According to the above results of our study, we propose the following surgical indications for LCBDE-PCCBD: (1) the diameter of the CBD is not less than 8 mm; (2) there is no malignant tumor of the bile duct; (3) there is no grade III acute cholangitis or grade III acute cholecystitis; (4) there are no residual stones found during the operation; and (5) there is no biliary stricture. Through intraoperative choledochoscopy and preoperative MRI-MRCP results to comprehensively judge whether there are residual stones, intraoperative cholangiography may be recommended if necessary. Moreover, previous biliary and upper abdominal surgery does not constitute a contraindication for LCBDE-PCCBD. The difficulty in grading for LC does not affect the progress of LCBDE-PCCBD. Combined with hypertension, diabetes or COPD, LCBDE-PCCBD can also be performed safely on the premise of adequate preoperative preparation. The above indication criteria may help to select the patients who are most suitable for LCBDE-PCCBD.

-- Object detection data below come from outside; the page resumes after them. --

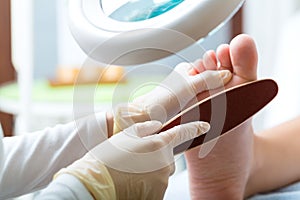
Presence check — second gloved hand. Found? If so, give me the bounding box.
[56,121,210,200]
[114,63,232,133]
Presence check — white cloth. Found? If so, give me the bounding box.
[34,174,94,200]
[0,113,107,199]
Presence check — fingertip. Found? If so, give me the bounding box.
[203,50,218,70]
[198,121,210,135]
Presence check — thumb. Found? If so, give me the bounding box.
[157,121,210,148]
[124,121,162,137]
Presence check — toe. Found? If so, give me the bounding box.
[217,44,233,72]
[230,34,258,80]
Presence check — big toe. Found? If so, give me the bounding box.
[230,34,258,81]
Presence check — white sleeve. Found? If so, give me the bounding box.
[0,113,107,199]
[34,174,94,200]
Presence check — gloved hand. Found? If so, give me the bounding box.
[114,63,232,133]
[56,121,210,200]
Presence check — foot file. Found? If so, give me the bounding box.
[162,79,278,154]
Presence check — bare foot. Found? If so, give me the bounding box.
[185,35,257,199]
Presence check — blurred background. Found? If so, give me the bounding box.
[0,0,300,199]
[0,0,300,139]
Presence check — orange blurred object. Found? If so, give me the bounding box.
[49,66,125,86]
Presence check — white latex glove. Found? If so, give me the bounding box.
[56,121,210,200]
[114,63,232,133]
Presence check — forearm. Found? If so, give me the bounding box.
[34,174,94,200]
[246,117,300,196]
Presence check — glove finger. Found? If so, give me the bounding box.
[156,121,210,148]
[174,62,193,75]
[193,70,232,93]
[169,162,176,176]
[124,121,162,137]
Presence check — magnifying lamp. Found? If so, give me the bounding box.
[69,0,244,66]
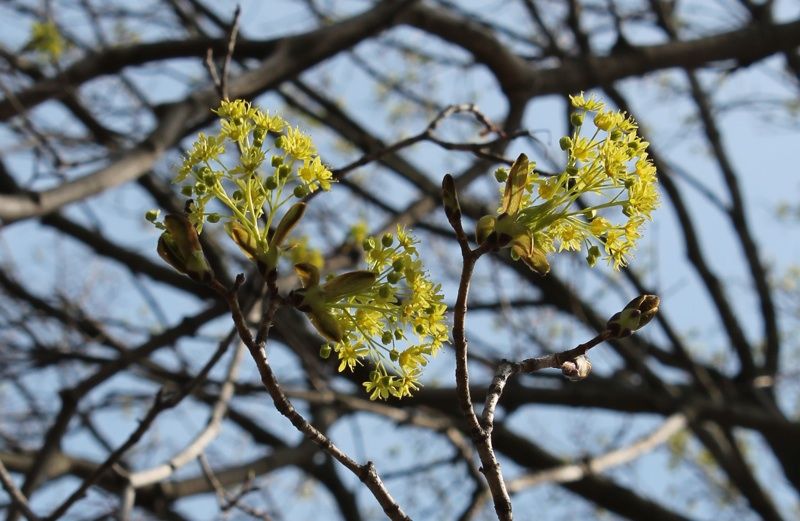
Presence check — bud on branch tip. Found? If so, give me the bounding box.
[606,295,661,338]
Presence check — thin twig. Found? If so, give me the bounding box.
[0,460,39,521]
[211,274,411,521]
[206,5,242,100]
[442,176,513,521]
[47,322,241,521]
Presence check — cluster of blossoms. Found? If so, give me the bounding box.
[477,94,659,274]
[290,227,448,400]
[169,100,333,273]
[146,100,448,399]
[25,21,66,61]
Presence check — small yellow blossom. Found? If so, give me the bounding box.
[278,127,317,161]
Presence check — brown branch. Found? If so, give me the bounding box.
[0,459,39,521]
[47,324,241,520]
[0,0,422,224]
[211,274,410,521]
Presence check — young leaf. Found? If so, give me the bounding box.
[500,154,528,215]
[322,270,377,302]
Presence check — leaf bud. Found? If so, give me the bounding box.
[319,344,331,360]
[292,185,308,199]
[606,295,661,338]
[561,355,592,382]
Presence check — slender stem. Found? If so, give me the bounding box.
[211,274,411,521]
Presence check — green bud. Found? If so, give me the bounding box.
[561,355,592,382]
[442,174,461,222]
[586,246,600,268]
[253,128,267,147]
[606,295,661,338]
[270,203,306,248]
[319,344,331,360]
[157,214,214,282]
[292,185,308,199]
[622,202,636,217]
[475,215,497,244]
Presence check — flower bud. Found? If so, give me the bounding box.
[292,185,308,199]
[561,355,592,382]
[606,295,661,338]
[475,215,496,244]
[157,214,214,282]
[319,344,331,360]
[442,174,461,221]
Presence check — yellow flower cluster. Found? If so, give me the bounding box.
[478,94,659,273]
[314,226,448,400]
[26,21,66,60]
[175,99,333,269]
[153,100,448,400]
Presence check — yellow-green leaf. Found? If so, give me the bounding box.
[322,270,377,302]
[500,154,528,215]
[270,203,306,249]
[294,262,319,288]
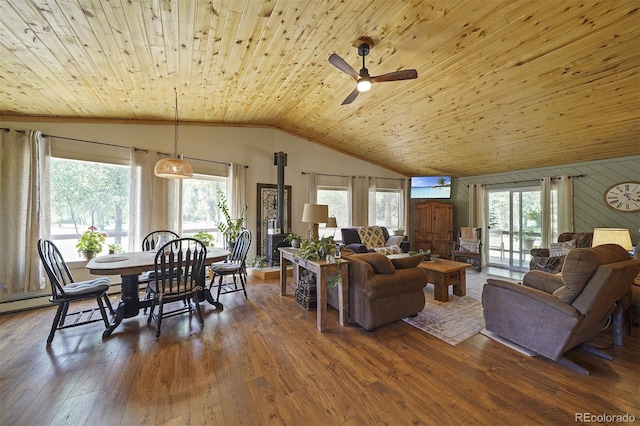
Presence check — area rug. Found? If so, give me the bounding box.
[402,269,520,346]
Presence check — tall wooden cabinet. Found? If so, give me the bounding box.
[414,201,453,258]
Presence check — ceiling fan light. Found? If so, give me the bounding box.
[356,77,371,92]
[153,157,193,179]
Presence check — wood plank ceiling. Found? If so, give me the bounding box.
[0,0,640,177]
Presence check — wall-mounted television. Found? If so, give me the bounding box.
[411,176,451,198]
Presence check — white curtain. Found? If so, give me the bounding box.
[368,177,378,225]
[227,163,247,223]
[0,130,51,295]
[129,147,182,251]
[469,183,489,266]
[403,179,411,235]
[307,172,318,204]
[540,177,553,247]
[350,176,369,226]
[556,175,573,236]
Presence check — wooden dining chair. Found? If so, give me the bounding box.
[138,229,180,306]
[142,229,180,251]
[205,229,251,309]
[38,239,114,346]
[147,238,207,338]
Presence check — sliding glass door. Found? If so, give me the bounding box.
[487,187,541,271]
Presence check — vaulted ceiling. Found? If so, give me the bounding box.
[0,0,640,177]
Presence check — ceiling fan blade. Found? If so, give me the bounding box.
[329,53,360,81]
[371,70,418,83]
[340,87,360,105]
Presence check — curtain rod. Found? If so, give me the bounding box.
[42,133,232,168]
[302,172,406,180]
[476,174,586,186]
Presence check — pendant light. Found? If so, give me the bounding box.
[153,87,193,179]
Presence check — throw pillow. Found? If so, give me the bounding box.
[371,246,403,255]
[385,235,404,247]
[460,238,480,253]
[352,253,396,274]
[357,226,387,247]
[549,240,576,257]
[391,253,424,269]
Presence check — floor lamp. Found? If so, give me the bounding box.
[302,203,329,240]
[326,216,338,241]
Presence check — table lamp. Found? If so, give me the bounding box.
[326,216,338,240]
[302,203,329,240]
[591,228,633,251]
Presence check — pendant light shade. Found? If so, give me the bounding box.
[153,88,193,179]
[153,156,193,179]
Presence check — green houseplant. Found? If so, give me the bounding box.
[193,231,216,247]
[76,225,107,260]
[299,237,336,260]
[217,188,247,248]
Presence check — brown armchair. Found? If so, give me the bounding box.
[529,232,593,274]
[482,244,640,374]
[343,253,427,331]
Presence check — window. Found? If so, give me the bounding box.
[51,157,130,261]
[317,185,349,239]
[182,174,227,247]
[487,187,558,270]
[369,178,405,232]
[370,188,404,231]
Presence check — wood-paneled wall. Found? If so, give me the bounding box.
[452,155,640,244]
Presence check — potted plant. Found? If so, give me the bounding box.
[217,188,247,250]
[247,256,268,268]
[284,232,302,248]
[193,231,216,247]
[299,237,336,260]
[76,225,107,260]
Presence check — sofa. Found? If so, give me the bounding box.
[529,232,593,274]
[340,226,409,254]
[482,244,640,374]
[338,252,427,331]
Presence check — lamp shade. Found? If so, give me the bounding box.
[153,157,193,179]
[302,203,329,223]
[591,228,633,250]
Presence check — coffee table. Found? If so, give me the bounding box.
[418,259,472,302]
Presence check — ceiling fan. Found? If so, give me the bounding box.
[329,37,418,105]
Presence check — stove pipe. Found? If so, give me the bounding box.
[273,151,287,233]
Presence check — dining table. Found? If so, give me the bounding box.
[86,247,230,339]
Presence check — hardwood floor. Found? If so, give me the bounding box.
[0,279,640,425]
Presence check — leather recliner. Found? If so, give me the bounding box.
[482,244,640,374]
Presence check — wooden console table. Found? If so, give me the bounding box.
[278,247,349,332]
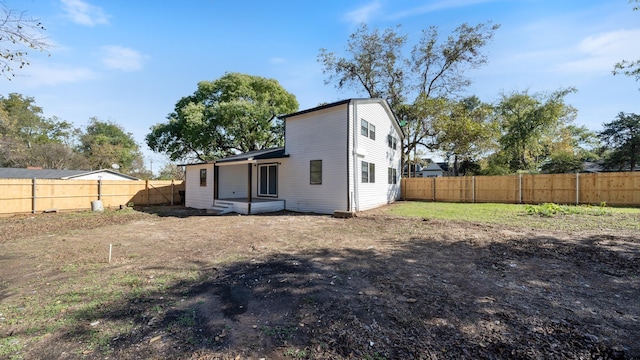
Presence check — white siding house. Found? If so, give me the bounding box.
[185,99,403,214]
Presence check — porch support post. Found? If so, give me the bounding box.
[213,165,220,201]
[247,163,253,215]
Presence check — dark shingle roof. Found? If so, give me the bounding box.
[216,147,287,163]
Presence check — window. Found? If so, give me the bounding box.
[360,161,376,183]
[258,164,278,196]
[309,160,322,185]
[387,135,398,150]
[360,119,376,140]
[360,119,369,136]
[200,169,207,186]
[388,168,398,184]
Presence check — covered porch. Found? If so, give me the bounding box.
[208,148,287,215]
[207,198,285,215]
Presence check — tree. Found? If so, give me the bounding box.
[156,163,184,180]
[78,117,144,173]
[433,96,497,176]
[146,73,298,161]
[0,93,87,169]
[600,112,640,171]
[613,0,640,81]
[0,3,51,80]
[318,23,499,160]
[493,88,577,172]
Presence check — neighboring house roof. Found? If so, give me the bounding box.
[0,168,140,180]
[279,98,404,138]
[422,163,443,171]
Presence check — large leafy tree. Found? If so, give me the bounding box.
[0,93,87,169]
[433,96,498,176]
[489,88,577,172]
[78,117,144,173]
[318,23,499,160]
[600,112,640,171]
[146,73,298,161]
[0,2,51,80]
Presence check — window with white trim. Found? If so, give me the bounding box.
[387,135,398,150]
[360,119,376,140]
[360,161,376,183]
[309,160,322,185]
[258,164,278,196]
[388,168,398,184]
[200,169,207,186]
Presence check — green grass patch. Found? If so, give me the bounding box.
[388,201,640,230]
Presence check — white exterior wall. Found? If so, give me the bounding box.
[185,164,213,209]
[350,100,402,211]
[218,164,248,199]
[278,104,348,214]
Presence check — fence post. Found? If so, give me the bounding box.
[433,176,436,202]
[144,179,150,206]
[31,177,36,214]
[518,174,522,204]
[576,173,580,205]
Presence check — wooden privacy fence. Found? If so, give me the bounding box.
[0,178,184,215]
[401,172,640,206]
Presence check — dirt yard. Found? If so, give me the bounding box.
[0,204,640,359]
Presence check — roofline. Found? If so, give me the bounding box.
[278,98,405,139]
[60,169,140,180]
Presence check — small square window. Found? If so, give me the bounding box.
[387,168,398,184]
[360,119,369,136]
[200,169,207,186]
[309,160,322,185]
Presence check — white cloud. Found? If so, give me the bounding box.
[389,0,496,20]
[102,45,147,71]
[554,29,640,73]
[60,0,109,26]
[14,65,99,88]
[344,1,382,24]
[269,57,287,64]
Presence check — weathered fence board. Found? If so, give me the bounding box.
[0,179,184,214]
[401,172,640,206]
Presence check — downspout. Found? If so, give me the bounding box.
[349,100,360,212]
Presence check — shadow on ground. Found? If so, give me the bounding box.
[22,232,640,359]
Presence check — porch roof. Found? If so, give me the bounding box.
[216,147,289,163]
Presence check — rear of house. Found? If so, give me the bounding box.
[186,99,403,214]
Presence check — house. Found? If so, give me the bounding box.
[422,163,444,177]
[185,99,404,214]
[0,168,140,180]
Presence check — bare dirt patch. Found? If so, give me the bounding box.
[0,204,640,359]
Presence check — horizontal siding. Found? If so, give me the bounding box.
[185,164,213,209]
[280,104,348,214]
[218,164,248,199]
[355,102,402,211]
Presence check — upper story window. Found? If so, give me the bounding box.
[360,161,376,183]
[200,169,207,186]
[387,168,398,184]
[309,160,322,185]
[360,119,376,140]
[387,135,398,150]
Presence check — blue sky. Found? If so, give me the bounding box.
[0,0,640,171]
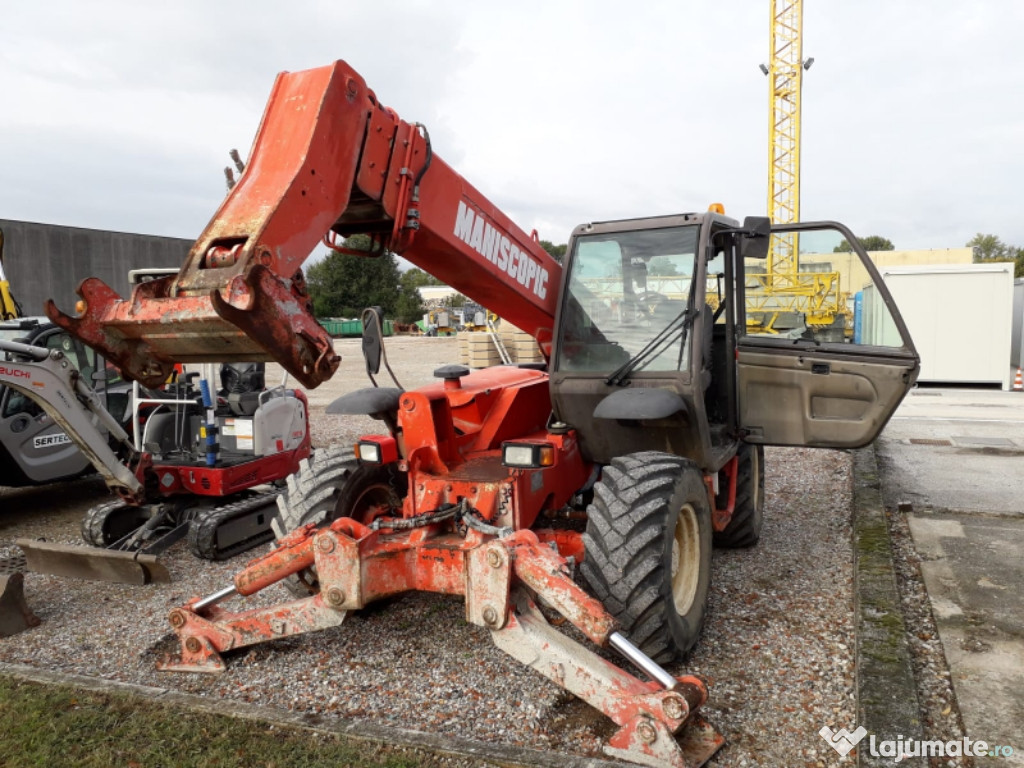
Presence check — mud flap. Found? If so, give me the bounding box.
[16,539,171,585]
[0,573,40,637]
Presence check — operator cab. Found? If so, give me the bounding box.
[551,206,919,472]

In addition, LCBDE-PCCBD does not require a separate learning curve, as long as experienced doctors who are skilled in conventional LCBDE can successfully complete LCBDE-PCCBD in patients who meet the above surgical indications.

Transcystic duct exploration (TCDE) is an alternative surgical strategy, but it is not routinely performed. Its success rate varies greatly among different reports and is influenced by various factors, such as stone diameter, location and angle of the cystic duct entering the CBD. At the same time, TCDE may still require partial incision of the CBD or dilation of the cystic duct, which may lead to cystic duct rupture, laceration or avulsion and may require more special equipment, such as a 3 mm choledochoscope28. Therefore, we did not perform TCDE in these patients in our study.

Our present study was limited in that data retrieved from a single institution were retrospectively analyzed, and the included sample size was not large enough. The findings need to be further confirmed in a prospective study with a larger sample size and a longer follow-up period.

Conclusion

LCBDE-PCCBD without biliary drainage is feasible and safe among the selected patients who meet certain criteria. Such a procedure is conducive to the postoperative recovery of patients, and the postoperative complication rate can be controlled in a relatively low range.